Here is where things stand today.
The shared-mobility market
First of all, researchers, segmented the shared-mobility market along seven mobility verticals, depending on vehicle-ownership structure (private versus fleet vehicles), whether the customer is driving or being driven, and whether or not rides are shared with strangers (pooled or nonpooled). Additional layers of granularity can always be added, depending on the context (exhibit).
Next step is to answer to the question “how big the market is”. The shared-mobility market accounted for approximately $130 billion to $140 billion in global consumer spending in 2019 (Exhibit 1). Out of this, e-hailing accounted for the largest share, $120 billion to $130 billion, which is more than 90 percent of the total market. Taken together, car sharing and peer-to-peer car sharing account for less than 10 percent of this market, which reflects e-hailing’s higher convenience (that is, the customer is driven, can spend the time in the vehicle on other activities, and does not have to find a parking space).
Looking at the evolution of trip development over time, Exhibit 2 shows that e-hailing retained a clearly dominant role in the shared-mobility market from 2016 to 2019, showing massive growth over those four years (amount of trips tripled). Shared micromobility shows an even stronger evolution— while electric-scooter sharing did not play a major role before 2017, it accelerated in 2018 and 2019 (from fewer than 1 million trips until 2017 to greater than 160 million trips in 2019, when looking at the largest players). According to the Mc Kinsey model, micromobility could reach a consumer-spending potential of $300 billion to $500 billion globally by 2030 (combining shared and private micromobility), thus becoming three to four times larger than today’s global e-hailing market. This amount could grow even higher as the pandemic winds down and normal activities resume.

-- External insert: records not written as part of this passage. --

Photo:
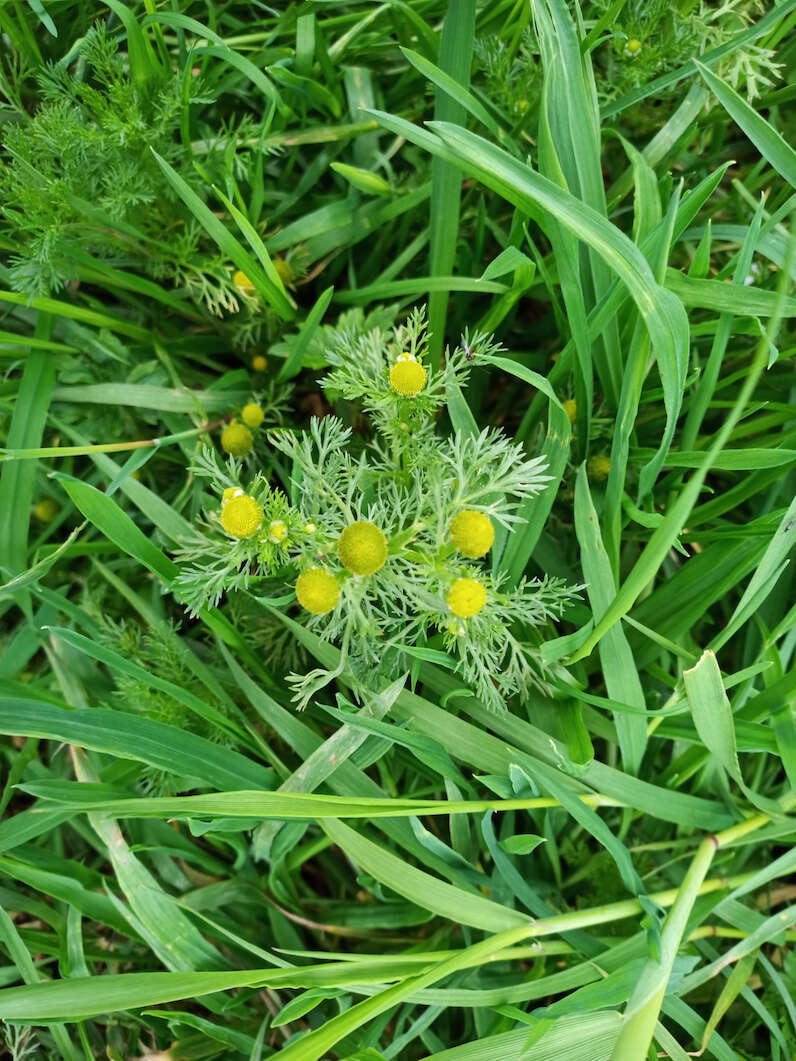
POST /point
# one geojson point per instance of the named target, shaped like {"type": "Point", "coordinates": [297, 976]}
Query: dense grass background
{"type": "Point", "coordinates": [600, 873]}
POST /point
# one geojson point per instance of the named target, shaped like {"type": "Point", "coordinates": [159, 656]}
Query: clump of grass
{"type": "Point", "coordinates": [487, 834]}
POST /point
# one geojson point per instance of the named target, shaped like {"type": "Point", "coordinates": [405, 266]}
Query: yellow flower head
{"type": "Point", "coordinates": [362, 548]}
{"type": "Point", "coordinates": [466, 597]}
{"type": "Point", "coordinates": [317, 590]}
{"type": "Point", "coordinates": [599, 468]}
{"type": "Point", "coordinates": [283, 270]}
{"type": "Point", "coordinates": [237, 439]}
{"type": "Point", "coordinates": [47, 509]}
{"type": "Point", "coordinates": [243, 283]}
{"type": "Point", "coordinates": [252, 415]}
{"type": "Point", "coordinates": [408, 378]}
{"type": "Point", "coordinates": [472, 534]}
{"type": "Point", "coordinates": [277, 531]}
{"type": "Point", "coordinates": [241, 516]}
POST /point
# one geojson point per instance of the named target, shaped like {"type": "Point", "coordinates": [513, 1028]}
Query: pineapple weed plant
{"type": "Point", "coordinates": [397, 623]}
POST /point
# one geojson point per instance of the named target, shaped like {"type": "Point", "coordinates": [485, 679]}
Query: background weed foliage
{"type": "Point", "coordinates": [271, 271]}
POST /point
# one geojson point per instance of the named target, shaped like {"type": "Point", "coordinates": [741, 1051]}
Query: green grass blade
{"type": "Point", "coordinates": [455, 57]}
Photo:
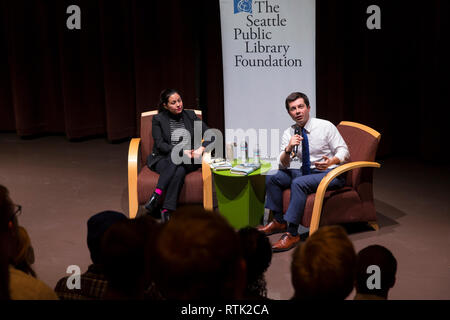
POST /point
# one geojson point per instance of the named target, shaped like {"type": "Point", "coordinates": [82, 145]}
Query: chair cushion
{"type": "Point", "coordinates": [333, 212]}
{"type": "Point", "coordinates": [192, 191]}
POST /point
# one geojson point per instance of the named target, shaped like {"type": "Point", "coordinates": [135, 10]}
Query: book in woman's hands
{"type": "Point", "coordinates": [244, 169]}
{"type": "Point", "coordinates": [222, 165]}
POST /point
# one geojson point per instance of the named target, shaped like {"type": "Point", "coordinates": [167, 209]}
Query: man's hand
{"type": "Point", "coordinates": [326, 162]}
{"type": "Point", "coordinates": [198, 153]}
{"type": "Point", "coordinates": [295, 141]}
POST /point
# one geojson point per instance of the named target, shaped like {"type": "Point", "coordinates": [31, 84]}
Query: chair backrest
{"type": "Point", "coordinates": [146, 133]}
{"type": "Point", "coordinates": [362, 142]}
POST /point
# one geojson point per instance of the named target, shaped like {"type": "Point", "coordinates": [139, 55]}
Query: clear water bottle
{"type": "Point", "coordinates": [230, 152]}
{"type": "Point", "coordinates": [244, 152]}
{"type": "Point", "coordinates": [256, 155]}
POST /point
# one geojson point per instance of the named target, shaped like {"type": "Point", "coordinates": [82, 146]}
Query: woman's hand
{"type": "Point", "coordinates": [188, 153]}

Understanding the shared-mobility market today: Investments
Regarding the quantity and type of investments, researchers highlighted that since 2010, more than $100 billion has been invested in shared-mobility companies (Exhibit 3). Looking deeper into types of investors, it’s not the automotive players that are investing in shared-mobility companies. Instead, around 72 percent of the total amount of disclosed investment since 2010 has come from venture capital and private-equity players, suggesting a bet on the future rather than on established and already sustainable business models.

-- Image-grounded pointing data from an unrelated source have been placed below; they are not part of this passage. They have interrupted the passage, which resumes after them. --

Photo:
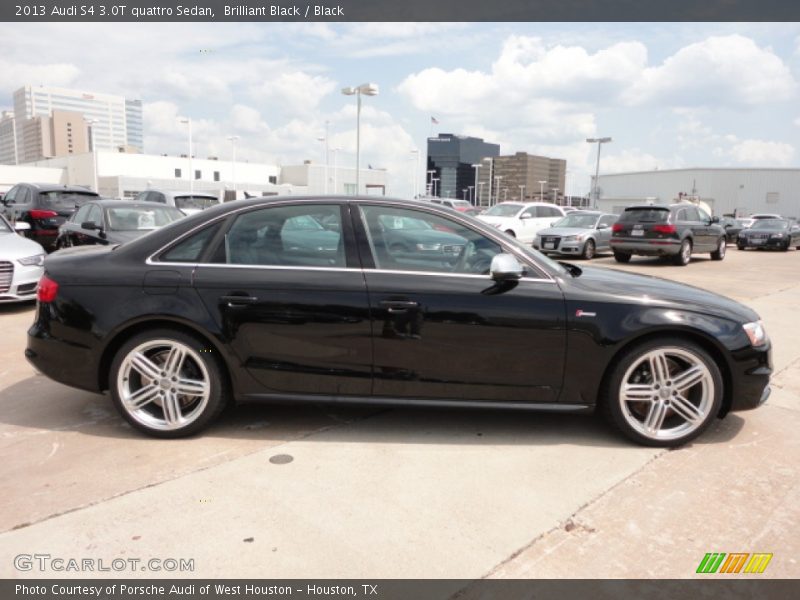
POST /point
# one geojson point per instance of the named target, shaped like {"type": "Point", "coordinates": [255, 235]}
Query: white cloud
{"type": "Point", "coordinates": [759, 153]}
{"type": "Point", "coordinates": [719, 71]}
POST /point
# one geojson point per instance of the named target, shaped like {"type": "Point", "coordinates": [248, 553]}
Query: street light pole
{"type": "Point", "coordinates": [599, 142]}
{"type": "Point", "coordinates": [232, 140]}
{"type": "Point", "coordinates": [367, 89]}
{"type": "Point", "coordinates": [191, 169]}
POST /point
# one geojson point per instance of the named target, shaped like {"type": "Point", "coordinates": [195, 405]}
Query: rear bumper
{"type": "Point", "coordinates": [646, 248]}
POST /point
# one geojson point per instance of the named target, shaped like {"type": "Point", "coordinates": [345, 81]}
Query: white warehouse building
{"type": "Point", "coordinates": [727, 191]}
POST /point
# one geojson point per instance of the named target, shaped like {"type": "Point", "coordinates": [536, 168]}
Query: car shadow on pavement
{"type": "Point", "coordinates": [38, 404]}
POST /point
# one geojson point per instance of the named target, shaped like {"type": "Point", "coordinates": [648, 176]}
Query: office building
{"type": "Point", "coordinates": [450, 159]}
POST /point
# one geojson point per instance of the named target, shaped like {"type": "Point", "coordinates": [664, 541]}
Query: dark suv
{"type": "Point", "coordinates": [675, 231]}
{"type": "Point", "coordinates": [44, 207]}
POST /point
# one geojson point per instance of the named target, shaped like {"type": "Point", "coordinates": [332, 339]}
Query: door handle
{"type": "Point", "coordinates": [238, 300]}
{"type": "Point", "coordinates": [396, 306]}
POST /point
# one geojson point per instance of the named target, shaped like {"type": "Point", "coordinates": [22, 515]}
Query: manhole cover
{"type": "Point", "coordinates": [281, 459]}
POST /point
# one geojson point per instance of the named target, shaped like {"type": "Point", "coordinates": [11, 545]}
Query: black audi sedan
{"type": "Point", "coordinates": [44, 207]}
{"type": "Point", "coordinates": [111, 222]}
{"type": "Point", "coordinates": [779, 234]}
{"type": "Point", "coordinates": [225, 306]}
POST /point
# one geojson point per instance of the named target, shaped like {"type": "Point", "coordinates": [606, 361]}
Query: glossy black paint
{"type": "Point", "coordinates": [357, 333]}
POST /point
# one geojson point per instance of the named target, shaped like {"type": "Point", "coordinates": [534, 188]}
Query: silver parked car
{"type": "Point", "coordinates": [581, 233]}
{"type": "Point", "coordinates": [187, 202]}
{"type": "Point", "coordinates": [21, 263]}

Understanding the shared-mobility market today: Consumers
Regarding the consumers side, researchers pointed out that private vehicles remain the most popular mode of transport in almost every country (Exhibit 4). Globally, 67 percent of survey respondents said they use their private vehicles frequently (that is, at least once a week), whereas 38 percent said they used public transportation frequently. Car sharing is the least used mode on average by consumers today, which reflects the lower trip numbers. E-hailing is the most popular for consumers in Brazil, China, and the United States—in China, 90 percent of consumers stated that they use e-hailing services at least once per week.

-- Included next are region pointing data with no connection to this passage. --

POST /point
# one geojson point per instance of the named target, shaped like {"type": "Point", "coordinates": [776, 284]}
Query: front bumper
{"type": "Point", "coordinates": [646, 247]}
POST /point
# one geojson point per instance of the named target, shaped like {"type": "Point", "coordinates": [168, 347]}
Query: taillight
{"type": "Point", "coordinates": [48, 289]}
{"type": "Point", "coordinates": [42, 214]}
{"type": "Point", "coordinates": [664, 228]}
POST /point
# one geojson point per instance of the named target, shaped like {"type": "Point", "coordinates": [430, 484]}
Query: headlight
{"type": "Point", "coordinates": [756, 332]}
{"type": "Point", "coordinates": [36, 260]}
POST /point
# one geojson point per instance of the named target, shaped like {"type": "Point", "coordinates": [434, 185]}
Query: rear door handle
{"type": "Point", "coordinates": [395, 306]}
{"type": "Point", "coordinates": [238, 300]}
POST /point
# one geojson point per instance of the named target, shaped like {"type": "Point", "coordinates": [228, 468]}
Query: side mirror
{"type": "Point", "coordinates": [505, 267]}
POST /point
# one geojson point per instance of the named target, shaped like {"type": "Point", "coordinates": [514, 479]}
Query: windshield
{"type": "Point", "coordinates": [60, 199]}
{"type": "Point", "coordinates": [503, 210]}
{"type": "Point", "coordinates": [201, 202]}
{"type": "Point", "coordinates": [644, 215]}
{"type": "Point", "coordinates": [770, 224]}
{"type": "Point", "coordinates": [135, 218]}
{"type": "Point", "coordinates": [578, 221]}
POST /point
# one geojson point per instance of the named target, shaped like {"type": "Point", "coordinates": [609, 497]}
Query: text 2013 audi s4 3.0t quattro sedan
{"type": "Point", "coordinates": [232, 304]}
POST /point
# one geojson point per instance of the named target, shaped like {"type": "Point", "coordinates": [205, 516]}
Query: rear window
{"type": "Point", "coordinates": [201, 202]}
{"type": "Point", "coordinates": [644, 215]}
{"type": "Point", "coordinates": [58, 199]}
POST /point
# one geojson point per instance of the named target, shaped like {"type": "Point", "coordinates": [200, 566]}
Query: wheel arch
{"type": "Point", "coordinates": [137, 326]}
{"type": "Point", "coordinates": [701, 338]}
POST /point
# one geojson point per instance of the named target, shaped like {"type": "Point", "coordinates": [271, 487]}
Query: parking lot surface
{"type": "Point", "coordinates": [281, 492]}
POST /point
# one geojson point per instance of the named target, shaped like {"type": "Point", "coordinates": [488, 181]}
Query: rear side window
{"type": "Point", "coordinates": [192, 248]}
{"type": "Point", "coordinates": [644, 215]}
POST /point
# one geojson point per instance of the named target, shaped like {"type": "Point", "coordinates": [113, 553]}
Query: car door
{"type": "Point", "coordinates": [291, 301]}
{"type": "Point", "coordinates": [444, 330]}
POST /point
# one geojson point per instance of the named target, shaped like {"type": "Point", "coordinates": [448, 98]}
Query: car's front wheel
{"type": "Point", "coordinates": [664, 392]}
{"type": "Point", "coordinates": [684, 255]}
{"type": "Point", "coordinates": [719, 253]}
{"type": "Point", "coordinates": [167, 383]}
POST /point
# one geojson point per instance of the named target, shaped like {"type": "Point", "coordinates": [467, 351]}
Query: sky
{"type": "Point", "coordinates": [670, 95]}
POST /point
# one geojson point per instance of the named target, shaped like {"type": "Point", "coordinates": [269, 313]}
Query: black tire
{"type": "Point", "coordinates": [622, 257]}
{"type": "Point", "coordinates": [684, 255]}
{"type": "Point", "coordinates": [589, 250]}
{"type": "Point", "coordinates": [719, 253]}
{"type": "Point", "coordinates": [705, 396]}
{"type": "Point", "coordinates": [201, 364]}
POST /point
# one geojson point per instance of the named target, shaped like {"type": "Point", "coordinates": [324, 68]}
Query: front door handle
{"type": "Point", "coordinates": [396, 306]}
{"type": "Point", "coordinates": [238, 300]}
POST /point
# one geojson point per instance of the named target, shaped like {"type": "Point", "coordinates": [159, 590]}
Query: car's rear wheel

Survey respondents said that their main reason for using shared mobility is convenience (Exhibit 5). This reflects today’s dominance of e-hailing over other shared-mobility modes. The most important features of shared-mobility services for consumers are safety, a competitive price, and availability. The latter, especially, might be an important factor in shared mobility’s ability to replace private-car ownership in the long term. Notably, availability is the most important feature for German consumers.
Future mobility modes
Regarding future mobility modes, researchers concluded that when new mobility modes do arise (for example, robo-taxis or flying taxis), they expect the market potential of other modes to decrease and shift or at least remain stable through 2030. This will depend on regulatory developments (for example, cities deincentivizing or restricting private-car ownership), technology developments (for example, autonomous-driving readiness), and consumer adoption.